У Твердилы подогнулись колени, он силился что-то сказать, но слов не было, только тряслась голова. Не увели — унесли его со степени. На место Твердилы поставили перед князем боярина Нигоцевича.
Выпятив грудь и подняв бороду, Нигоцевич стоял перед Псковом. Словно не на суд княжий за преступление тяжкое поставлен он, а сам вышел судить всех.
Лицо Александра потемнело.
— Встретились с тобою, Борис Олелькович, — сказал он, как бы на привет боярину.
— Да, привел бог, — отчетливо и громко вымолвил Нигоцевич, не называя имени князя. — По грехам своим, признаюсь, не ожидал того.
— Приняв измену, ждал ты, болярин, что в Новгороде Великом сядешь степенным посадником, как сел на Пскове Твердила, друг твой. За тем ли измену брал и жил в дружбе с врагами Руси?
— В том, что молвил ты, вины не ведаю.
— Почто шел в битву? Почто поднял меч противу Великого Новгорода?
— Противу Новгорода и земли своей не поднимал я меча. За старое болярство, за права болярства вотчинного противу суздальского княжения и тебя, князь, стоял я и стою, — не опуская головы, ответил Нигоцевич.
— Так ли? Не меня, князя новгородского, поносишь ты своим словом, болярин, а великого князя, поносишь то, что делаю я во славу Отчизны. Умен ты, знаю, но ум твой злоба затмила.
— Если в том вина моя, что тебя обидел, прости! Не обиды искал я, а воли старой, чести нерушимой болярства и всех людей верхних.
— Не покрывай черного дела пустой речью, болярин! — сухо, смотря прямо в лицо Нигоцевичу, произнес Александр. — Мы не в Грановитой, а на степени в Пскове, перед войском и народом. За обиды твои мне — не сержусь, простил бы их, но не предо мною вины твои — перед Русью, перед Новгородом Великим. Переметнулся ты к латинским крестоносцам, звал переветов-изменни-ков противу Новгорода. За то, за измены твои, сужу тебя, и вин этих не прощу и не дано мне прощать их. Примешь, болярин Борис, ту же казнь и позор, что и изменник Твердила. Но в последний свой час, Борис Олелькович, если сохранилась в тебе честь и капля любви к Отчизне, скажи: кто в Новгороде Великом одною думою с тобой мыслит, кому ты слал грамоты и чьи ответные грамоты принимал в Риге?

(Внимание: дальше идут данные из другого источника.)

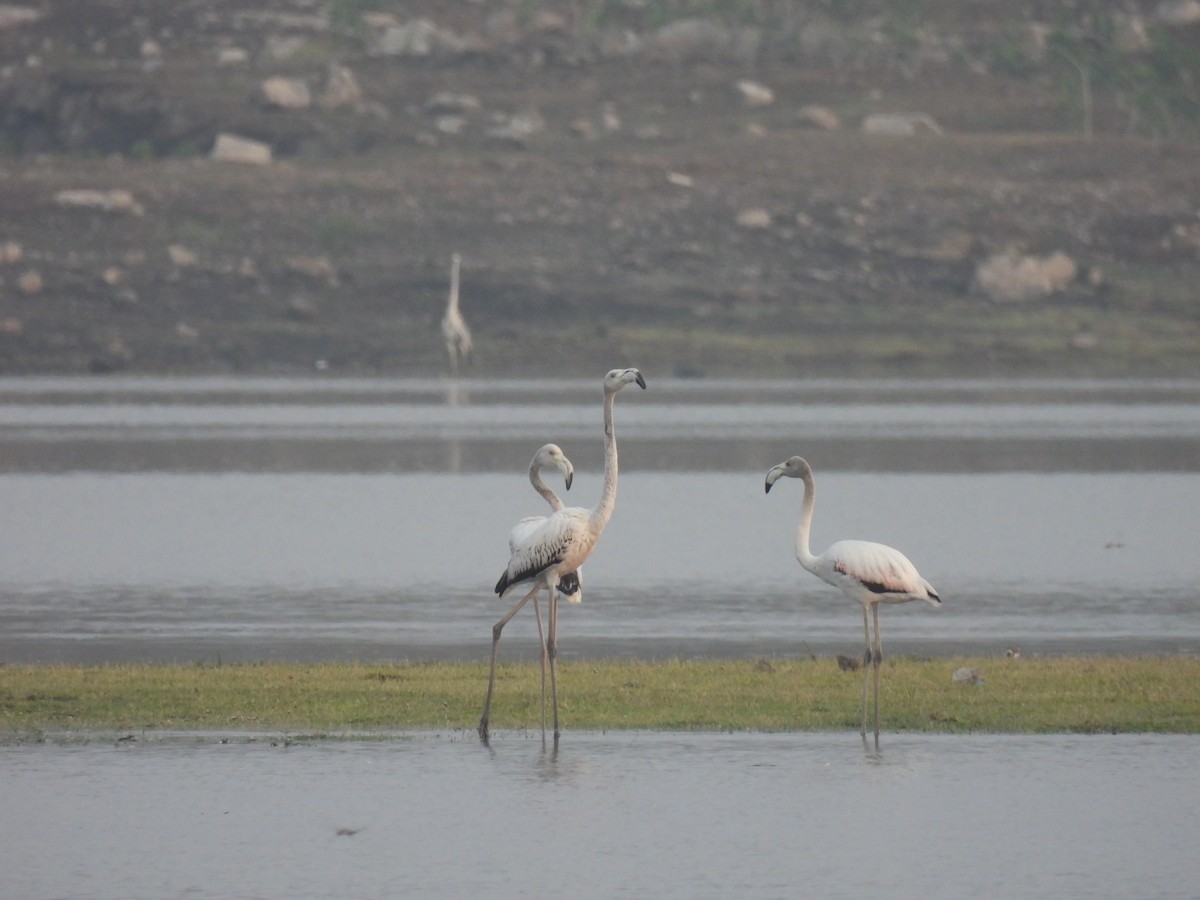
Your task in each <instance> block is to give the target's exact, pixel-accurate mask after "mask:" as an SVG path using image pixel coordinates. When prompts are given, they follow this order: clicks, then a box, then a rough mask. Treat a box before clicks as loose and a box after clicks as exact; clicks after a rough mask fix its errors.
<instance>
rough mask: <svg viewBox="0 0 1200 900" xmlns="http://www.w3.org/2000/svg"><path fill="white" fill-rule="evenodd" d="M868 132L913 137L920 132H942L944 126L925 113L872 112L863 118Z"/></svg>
mask: <svg viewBox="0 0 1200 900" xmlns="http://www.w3.org/2000/svg"><path fill="white" fill-rule="evenodd" d="M863 132H864V133H866V134H889V136H894V137H912V136H914V134H920V133H923V132H924V133H931V134H941V133H942V126H940V125H938V124H937V122H935V121H934V119H932V116H930V115H928V114H925V113H872V114H871V115H868V116H866V118H865V119H863Z"/></svg>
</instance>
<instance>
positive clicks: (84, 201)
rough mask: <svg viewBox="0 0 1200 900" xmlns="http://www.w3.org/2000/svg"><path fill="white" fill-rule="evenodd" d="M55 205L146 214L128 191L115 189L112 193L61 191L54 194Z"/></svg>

Нигоцевич побагровел, хотел что-то молвить, но только беззвучно хлебнул губами. Кровь медленно-медленно отлила от его лица. Оглянулся кругом. В тысячах глаз, устремленных на него, прочитал он тот же приговор, какой сказал князь.
— Спрашиваешь о чем — не скажу тебе, князь. Нет у меня близких на Новгороде, некому передавать поклон мой.
— Суд сказан, да исполнится он!
По тому, как острые уголки морщин собрались над переносьем Александра, как потемнел его взгляд, видно было — не легко дались ему эти последние, решающие слова. Они обрекли на вечный позор имя перевета Нигоцевича. На какой-то короткий миг Александру вспомнилась юность, те дни, когда боярин Нигоцевич поднимал Новгород, искал бед князю; вспомнился наказ отца и наставления воеводы Ратмира: будь непримирим и тверд в суде над врагами Руси! Александр искал в памяти хотя бы ничтожную искорку, которая, не угасая, умалила бы вину боярина Нигоцевича. Нет! Все доброе и простое, что думал о нем Александр, Нигоцевич погасил изменой. Враг он — упрямый, не кающийся, озлобленный и жестокий в своем упорстве.
Сказан суд боярину Нежиле, переветам, что шли в дружине Нигоцевича и в городской страже боярина Твердилы. Каждому сказан суд по вине его. За измену и бой рубили переветам уши, после свергали в Великую, за меньшие вины драли прутьем и отпускали.
Три дня над Детинцем, над концами и пригородами Пскова, не умолкая, звонили колокола. На забороле стрельницы у Свиных ворот висели на позорище туши бояр Твердилы Иванковича и Бориса Нигоцевича. И кто бы ни шел мимо — плевал и отворачивал лицо от того смрада.